Both his previous projects – 2020’s ‘Harm or Heck’ and 2022’s ‘Clean Up On Aisle Heaven’ – and his upcoming third outing ‘AVANTI’ (touted as his debut proper for logistical reasons, but which Alex personally sees as LP3) are refreshingly liminal. The latter runs the gamut from tender acoustic cuts and ‘70s golden era pop (‘Songs For My Baby’, ‘Radio’) to moments of visceral, Nirvana-adjacent grunge and howling disarray (‘Halloween’, ‘You’re My Girl’). Why, then, does he think he suffered so much easy, sleazy pigeonholing? “I play guitar, so I’m automatically seen as ‘indie’,” he shrugs. “But I wasn’t playing shows for six months or something, because I wasn’t gonna get on the bill with any of those people. I just found so much of that scene to be super naive and oblivious to the actual world.”
“[Malice K] has enough reach that it can kind of belong to everything. Which makes it difficult, because then it can also just as easily not belong to anything.”
Instead, Alex views his Malice K output as embodying “more of a maverick kind of style”; having left a like-minded community of fellow creatives in LA (an artist collective dubbed Deathproof Inc.) to move to The Big Apple, he was soon forced to carve out a niche that was entirely his own. “When I was in association with something that was bigger than me, I was kinda being handed my audience, you know?” he explains. Now, he’s as comfortable playing an acoustic night as he is a trap show or a punk gig, but these chameleonic credentials come with an intrinsic element of loneliness, too. “[Malice K] has enough reach that it can kind of belong to everything,” Alex muses. “Which makes it difficult, because then it can also just as easily not belong to anything.”
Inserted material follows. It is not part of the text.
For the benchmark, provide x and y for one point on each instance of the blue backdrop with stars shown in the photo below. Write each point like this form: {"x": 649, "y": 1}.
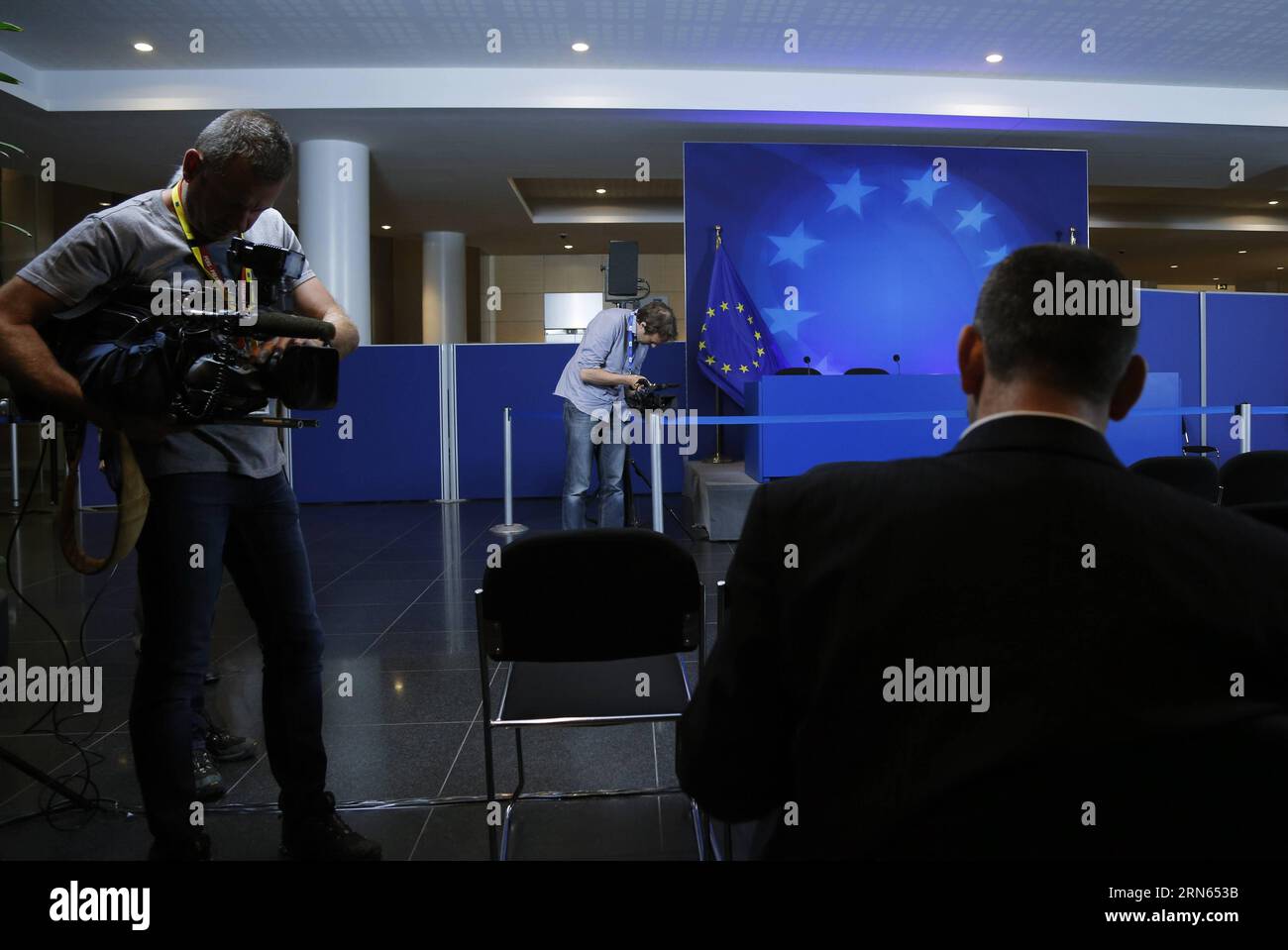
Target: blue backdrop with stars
{"x": 884, "y": 258}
Less jack of all trades and more master of one, through Malice K, Alex has found himself “being more transparent and not trying so hard to create this version of myself that I wanted to be”. As a self-confessed shy person, such sincerity doesn’t always come easily; his habit of leaking projects to “try to get gratification for something that isn’t finished” ultimately “dwindles [his] own self-confidence”, while starting afresh in New York as labels scrambled to sign him presented its own crisis of identity (“I’d only ever written music and made art, and now I was talking to lawyers. It was like, ‘I’m not living anymore’,” he affirms).
Nevertheless, Alex has channelled this tumult, both internal and external, into ‘AVANTI’ – an album that, unbeholden to the stylistic constraints of a particular sound or scene, sees Malice K seize upon something truly singular.
‘AVANTI’ is out on 23rd August via Jagjaguwar.